Home/DNS Records
[ 01 ] — DNS Records

Every record,
one query.

Enter any domain to fetch its A, AAAA, MX, NS, TXT, CNAME, and SOA records in parallel — queried live via Cloudflare DNS-over-HTTPS, no caching on our end.

Last reviewed: May 2026

// dns lookup
Examples:
A · AAAA · MX · NS · TXT · CNAME · SOA
Via Cloudflare DNS-over-HTTPS · 7 record types
⚠ NXDOMAIN — this domain does not exist in DNS.
Querying DNS records…
// explainer

What are
DNS records?

The Domain Name System is the internet's phone book. When you type github.com into a browser, a DNS resolver translates that human-readable name into one or more IP addresses your computer can actually route to. That translation is stored in DNS records — structured data published by the domain owner in authoritative nameservers around the world. Without DNS, you'd need to memorise IP addresses for every site you visit.

Different record types carry different kinds of information. A records map a name to an IPv4 address; AAAA records do the same for IPv6. MX records tell mail servers where to deliver email for a domain — each has a priority number, and lower means higher priority. NS records name the authoritative nameservers responsible for a zone; these are what DNS resolvers consult to find all other records. CNAME records are aliases — they point one name at another, useful for pointing www at a CDN or load balancer.

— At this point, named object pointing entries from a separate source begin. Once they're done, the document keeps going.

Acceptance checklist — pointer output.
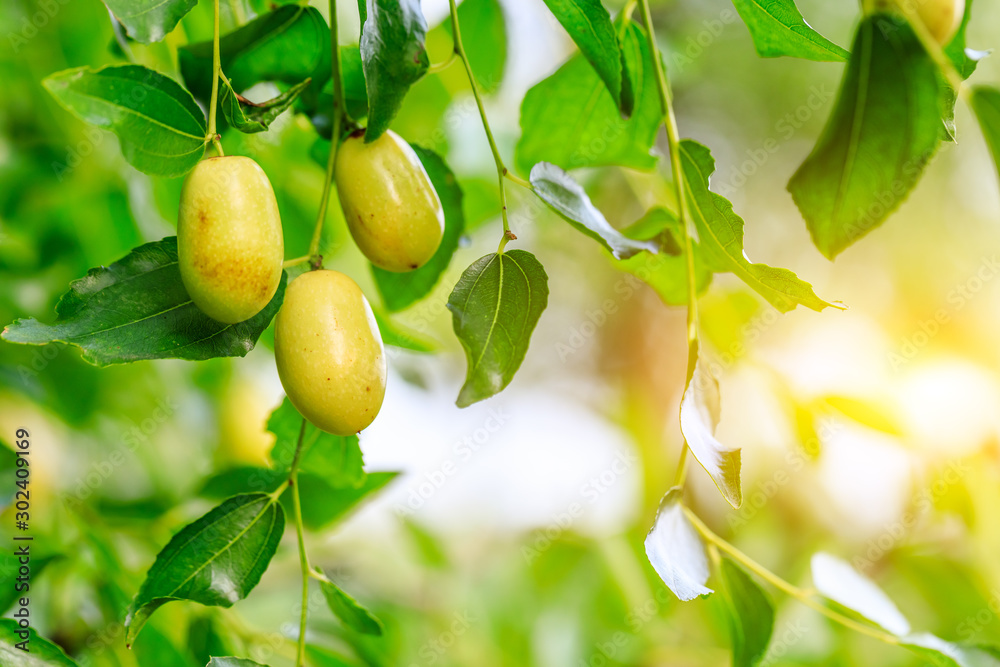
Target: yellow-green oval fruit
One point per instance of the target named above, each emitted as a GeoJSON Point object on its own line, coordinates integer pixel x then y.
{"type": "Point", "coordinates": [941, 17]}
{"type": "Point", "coordinates": [229, 242]}
{"type": "Point", "coordinates": [329, 352]}
{"type": "Point", "coordinates": [391, 208]}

TXT records are a flexible catch-all for text data. They're heavily used for email security: an SPF record (v=spf1 …) lists servers authorised to send email for a domain, while DMARC (v=DMARC1 …) tells receiving mail servers what to do with messages that fail SPF or DKIM checks. TXT records are also used to prove domain ownership to services like Google Search Console and Let's Encrypt during certificate issuance.

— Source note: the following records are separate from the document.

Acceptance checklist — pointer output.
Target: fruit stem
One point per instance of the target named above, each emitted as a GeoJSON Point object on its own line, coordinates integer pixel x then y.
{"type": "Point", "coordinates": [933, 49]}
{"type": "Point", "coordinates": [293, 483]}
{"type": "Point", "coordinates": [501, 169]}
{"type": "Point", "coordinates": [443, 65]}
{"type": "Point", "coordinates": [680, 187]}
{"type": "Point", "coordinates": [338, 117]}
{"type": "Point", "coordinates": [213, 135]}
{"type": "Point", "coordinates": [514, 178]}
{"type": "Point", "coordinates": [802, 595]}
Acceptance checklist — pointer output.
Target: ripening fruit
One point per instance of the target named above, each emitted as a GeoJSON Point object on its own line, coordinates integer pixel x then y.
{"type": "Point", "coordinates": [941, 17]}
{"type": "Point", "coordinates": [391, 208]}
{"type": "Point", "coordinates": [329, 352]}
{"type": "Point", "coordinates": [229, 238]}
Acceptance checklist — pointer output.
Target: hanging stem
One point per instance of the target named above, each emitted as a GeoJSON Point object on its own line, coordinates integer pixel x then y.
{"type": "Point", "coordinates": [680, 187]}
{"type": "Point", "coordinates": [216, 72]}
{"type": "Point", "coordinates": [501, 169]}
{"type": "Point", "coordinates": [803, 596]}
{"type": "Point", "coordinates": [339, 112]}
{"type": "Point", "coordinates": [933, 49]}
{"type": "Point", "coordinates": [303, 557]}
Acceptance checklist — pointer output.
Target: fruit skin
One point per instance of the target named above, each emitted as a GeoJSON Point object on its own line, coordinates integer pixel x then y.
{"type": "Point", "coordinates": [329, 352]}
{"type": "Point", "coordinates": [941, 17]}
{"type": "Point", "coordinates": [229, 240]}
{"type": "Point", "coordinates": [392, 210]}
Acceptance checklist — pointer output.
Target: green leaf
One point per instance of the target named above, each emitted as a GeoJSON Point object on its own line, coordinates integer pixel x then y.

The SOA record (Start of Authority) is the authoritative source of metadata for a DNS zone. It names the primary nameserver, an admin contact email, and timing parameters that control how secondary nameservers refresh their copy of the zone, retry on failure, and expire stale data. The serial number increments with every change — secondaries compare it to know whether they need to re-sync.